Philip Freelon, the architect who led the design team of the Smithsonian National Museum of African American History and Culture, has died at age 66, after a years-long battle with amyotrophic lateral sclerosis (ALS).
Born in Philadelphia in 1952, Freelon grew up watching his grandfather, a Harlem-Renaissance era-artist, paint with oils in his studio. He grew up to study architecture at North Carolina State University, and eventually earned his masters of architecture at Massachusetts Institute of Technology. He was a recipient of the Loeb Fellowship from Harvard University’s Graduate School of Design, and in 1990, he founded his architectural firm the Freelon Group, which was composed of sixty members and located in North Carolina. The group was tasked with designing the Smithsonian National Museum of African American History and Culture in 2009, alongside Freelon’s partners J. Max Bond, Jr., and David Adjaye. The museum is set to open six months from now. Other accomplishments from the group include the National Center for Civil and Human Rights in Atlanta and Emancipation Park in Houston.

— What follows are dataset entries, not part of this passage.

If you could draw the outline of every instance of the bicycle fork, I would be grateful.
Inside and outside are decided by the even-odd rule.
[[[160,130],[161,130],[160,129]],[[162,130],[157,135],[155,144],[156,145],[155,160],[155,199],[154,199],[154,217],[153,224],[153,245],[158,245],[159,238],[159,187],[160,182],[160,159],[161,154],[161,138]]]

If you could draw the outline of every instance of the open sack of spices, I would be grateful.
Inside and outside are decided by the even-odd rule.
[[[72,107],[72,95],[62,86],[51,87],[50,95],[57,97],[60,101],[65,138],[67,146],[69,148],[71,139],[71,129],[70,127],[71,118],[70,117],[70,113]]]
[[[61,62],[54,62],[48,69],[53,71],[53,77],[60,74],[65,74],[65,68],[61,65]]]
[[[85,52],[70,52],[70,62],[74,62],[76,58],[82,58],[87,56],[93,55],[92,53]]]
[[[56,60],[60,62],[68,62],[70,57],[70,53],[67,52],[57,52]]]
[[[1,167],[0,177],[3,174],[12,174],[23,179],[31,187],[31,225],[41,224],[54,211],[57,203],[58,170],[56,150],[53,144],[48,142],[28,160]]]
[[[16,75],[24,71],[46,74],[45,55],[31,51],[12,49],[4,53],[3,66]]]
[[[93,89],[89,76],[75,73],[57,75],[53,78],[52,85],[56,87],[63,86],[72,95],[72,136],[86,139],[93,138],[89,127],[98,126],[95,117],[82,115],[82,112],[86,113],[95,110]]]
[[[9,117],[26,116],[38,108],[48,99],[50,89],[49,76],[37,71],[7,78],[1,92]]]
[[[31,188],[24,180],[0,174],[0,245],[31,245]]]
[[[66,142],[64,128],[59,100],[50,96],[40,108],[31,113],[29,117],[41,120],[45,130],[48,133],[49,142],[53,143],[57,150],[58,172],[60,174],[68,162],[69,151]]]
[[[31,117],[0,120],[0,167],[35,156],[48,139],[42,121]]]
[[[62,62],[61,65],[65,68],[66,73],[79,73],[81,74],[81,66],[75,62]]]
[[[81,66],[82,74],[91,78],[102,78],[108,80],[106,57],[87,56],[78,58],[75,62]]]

Freelon’s civic-minded designs were notably humanitarian and built with consideration for moral value. “Bringing design excellence to the spaces people use every day is my passion, particularly for public buildings,” he said. “Architecture is inspirational when it expresses the unique aspirations and ideals of the community it serves. It can embody a collective passion, express civic pride, and symbolize common values.”
In 2012, President Barack Obama appointed Freelon to the US Commission of Fine Arts, and he has served as a visiting lecturer at MIT’s architecture school as professor of the practice. He is survived by his wife, jazz singer Nnenna Freelon, and their three children.